# Answers queries based on Weaviate db search
### 1. Search the weaviate database for the top k most relevent textContent objects using a hybrid search
### 2. Build a string of context to be fed into the reasoning llm
### 3. Insert the context into the llm and format the answer properly
### 4. Print result to the console

In [None]:
import weaviate
import json
import os
from datetime import datetime
import time
import html2text
import openai


WEAV_CLUSTER_URL = "https://bu-cluster-2-o5pekqq0.weaviate.network"
WEAV_API_KEY = "vXNsRxv6vSJ57r0JKOJxhlBwMDIBadbyvjGC"
OPENAI_API_KEY = "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"

openai.api_key = OPENAI_API_KEY


# helper function to print json in a pretty way
def prettify(json_dict: dict) -> None:
    """
    This function prints a JSON dictionary in a pretty way.

    Args:
        json_dict: A JSON dictionary
    """
    print(json.dumps(json_dict, indent=2))

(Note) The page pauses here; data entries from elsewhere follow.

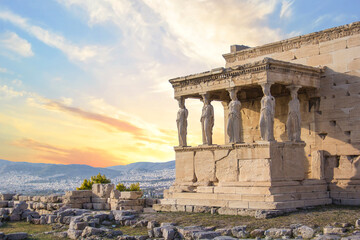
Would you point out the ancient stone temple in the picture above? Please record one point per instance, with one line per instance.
(292, 127)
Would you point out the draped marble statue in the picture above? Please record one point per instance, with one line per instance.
(267, 114)
(293, 123)
(233, 126)
(207, 120)
(181, 122)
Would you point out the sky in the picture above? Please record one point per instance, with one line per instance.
(86, 82)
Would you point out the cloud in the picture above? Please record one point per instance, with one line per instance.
(118, 124)
(286, 10)
(201, 30)
(72, 51)
(10, 41)
(61, 155)
(8, 92)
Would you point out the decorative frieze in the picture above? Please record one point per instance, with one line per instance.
(294, 43)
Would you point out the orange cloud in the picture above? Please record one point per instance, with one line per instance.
(58, 155)
(120, 125)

def connect_to_weaviate(weav_cluster_url: str, weav_api_key: str, openAI_api_key: str) -> weaviate.Client:
    """
    This function connects to a Weaviate instance.

    Args:
        None
    """
    client = weaviate.Client(
        url=weav_cluster_url,  
        auth_client_secret=weaviate.AuthApiKey(api_key=weav_api_key),  
        additional_headers={
            "X-OpenAI-Api-Key": openAI_api_key
        }
    )

    return client


def query_weaviate(client: weaviate.Client, prompt: str, top_k: int) -> dict:
    """
    This function queries Weaviate for the most similar context to the prompt.
    
    Args:
        prompt: The prompt to query Weaviate with
        client: The Weaviate client
        n: The number of results to return
    """

    results = (
        client.query
            .get("Jonahs_weaviate_TextContent", ["text", "contentOf { ... on Jonahs_weaviate_Webpage { title } }"])
            .with_hybrid(
                query=prompt,
                alpha=0.75
            )
            .with_limit(top_k)
            .do()
    )

    result_dict = {}

    # Return the 'cleanText' property of the results
    # print(results['data']['Get']['TextContent'])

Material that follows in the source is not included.